Su cuerpo se derrite de mudo placer, rueda debajo de la mesa y hasta allí sigo yo su olor tibio y húmedo, pero entonces ella me da un fuerte mordisco en la nuca.
Unas veces de este modo y otras veces de otro, cualquiera que fuera el juego, esto no era sino la antesala del placer.
Porque en la alcoba del espacioso y oscuro dormitorio, inclinada sobre la mesa llena de libros y cuadernos, con la cabeza apoyada en las manos y un lápiz entre los dientes, está Maja, balanceando las desnudas piernas cruzadas bajo la silla a un ritmo imprevisible e irritante.
Altos arbustos y viejos árboles de ramas colgantes ponían una cortina de vegetación delante de su ventana, había en la habitación una luz trémula y verdosa, un reverbero en la pared blanca de hojas movidas por el viento.
– ¿Aún no ha venido Livi? -pregunté en voz baja, empezando deliberadamente por esta pregunta crucial, que equivalía a una confesión, para que desde el primer momento supiera que no venía por ella, que me había esperado en vano.
Ella no me miró, hizo como si, en el primer momento, no hubiera oído lo que yo preguntaba y siguió sentada al escritorio con aire ausente, mirando, más que leyendo, el libro desde lejos, con repugnancia y por obligación, procurando mantenerlo a la mayor distancia posible; leía como otros contemplan un cuadro, abarcando con la mirada el detalle y el conjunto, le surcaban la frente unos pliegues ondulados, había en sus redondos ojos castaño oscuro un asombro permanente y fijo, mordía el lápiz con sus dientes blancos y bonitos, lo hacía girar y lo volvía a morder; noté que se había enterado de mi llegada porque sus piernas se balanceaban con menos ímpetu y el lápiz giraba más despacio entre sus dientes; probablemente, huelga aclarar que éstas no eran señales de hastío sino de concentración, sus sentidos, atentos a este movimiento acompasado y mecánico, dejaban libre su atención para absorber conocimientos extraños a su ser, y cuando por fin consiguió sustraerse a lo que tanto la cautivaba, con aquel mismo interés y asombro me miró a mí, como si a sus ojos yo no fuera más que uno de tantos objetos, quizá todos los objetos fueran interesantes a su manera; despacio, muy despacio, levantó la cabeza, estiró la frente y se arrancó, casi a la fuerza, el lápiz de los dientes, pero se quedó con la boca abierta y de su cara no se borró el gesto de ávida atención.
– Ya lo ves -dijo simplemente, pero sin poder ocultarme que en el fondo se alegraba de darme una mala noticia.

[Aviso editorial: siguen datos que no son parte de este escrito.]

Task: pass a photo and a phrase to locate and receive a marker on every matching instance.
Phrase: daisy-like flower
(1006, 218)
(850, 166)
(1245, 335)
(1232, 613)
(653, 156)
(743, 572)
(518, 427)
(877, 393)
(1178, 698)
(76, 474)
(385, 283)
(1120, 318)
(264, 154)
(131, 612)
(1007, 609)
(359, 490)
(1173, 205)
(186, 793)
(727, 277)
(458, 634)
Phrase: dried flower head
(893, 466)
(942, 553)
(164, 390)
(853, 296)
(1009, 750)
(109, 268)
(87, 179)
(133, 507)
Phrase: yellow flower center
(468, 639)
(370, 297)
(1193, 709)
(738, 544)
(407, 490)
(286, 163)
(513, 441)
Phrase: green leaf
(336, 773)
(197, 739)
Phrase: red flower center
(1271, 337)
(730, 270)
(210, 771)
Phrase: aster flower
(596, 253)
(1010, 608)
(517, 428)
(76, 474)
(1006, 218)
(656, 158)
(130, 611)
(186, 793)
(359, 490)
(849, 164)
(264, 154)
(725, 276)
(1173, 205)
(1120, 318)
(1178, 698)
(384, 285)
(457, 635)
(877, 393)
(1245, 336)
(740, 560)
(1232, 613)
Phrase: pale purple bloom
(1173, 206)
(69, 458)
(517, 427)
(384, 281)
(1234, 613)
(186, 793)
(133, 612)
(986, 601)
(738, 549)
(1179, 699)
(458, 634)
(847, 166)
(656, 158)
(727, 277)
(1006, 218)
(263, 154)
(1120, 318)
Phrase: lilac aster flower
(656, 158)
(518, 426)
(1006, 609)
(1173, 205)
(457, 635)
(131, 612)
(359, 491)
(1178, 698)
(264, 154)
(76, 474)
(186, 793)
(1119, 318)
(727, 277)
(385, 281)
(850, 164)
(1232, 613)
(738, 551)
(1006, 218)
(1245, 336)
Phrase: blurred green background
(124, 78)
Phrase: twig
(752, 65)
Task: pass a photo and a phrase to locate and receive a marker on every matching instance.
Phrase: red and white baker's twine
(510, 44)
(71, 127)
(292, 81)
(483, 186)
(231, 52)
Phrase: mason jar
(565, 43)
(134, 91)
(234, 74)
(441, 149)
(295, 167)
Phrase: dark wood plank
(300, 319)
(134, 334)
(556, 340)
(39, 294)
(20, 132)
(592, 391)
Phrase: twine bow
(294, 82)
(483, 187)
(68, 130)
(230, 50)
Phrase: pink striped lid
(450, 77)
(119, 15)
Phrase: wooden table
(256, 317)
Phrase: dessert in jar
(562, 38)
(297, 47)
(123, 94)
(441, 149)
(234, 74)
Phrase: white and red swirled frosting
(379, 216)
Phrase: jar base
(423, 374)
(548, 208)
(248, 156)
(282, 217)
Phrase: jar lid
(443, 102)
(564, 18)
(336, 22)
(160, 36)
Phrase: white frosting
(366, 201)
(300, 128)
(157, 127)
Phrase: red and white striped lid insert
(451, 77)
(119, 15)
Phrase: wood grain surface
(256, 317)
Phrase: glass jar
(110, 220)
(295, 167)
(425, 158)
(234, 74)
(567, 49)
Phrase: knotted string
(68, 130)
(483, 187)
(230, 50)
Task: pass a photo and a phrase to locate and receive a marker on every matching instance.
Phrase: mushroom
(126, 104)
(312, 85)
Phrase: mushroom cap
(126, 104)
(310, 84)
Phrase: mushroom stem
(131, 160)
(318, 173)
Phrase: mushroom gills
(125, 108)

– ¿Y no va a venir? -pregunté innecesariamente, sólo para que no quedara ni la menor duda de que no había venido por ella.
– Livi ha empezado a aburrirme, hoy quizá no venga, pero Kálmán dice que hemos de vernos, Kristian va a montar no sé qué teatro.
Con estas palabras me había clavado un buen alfilerazo, porque, naturalmente, ellos nada me habían dicho, y ella sabía muy bien que los chicos no querían que yo fuera.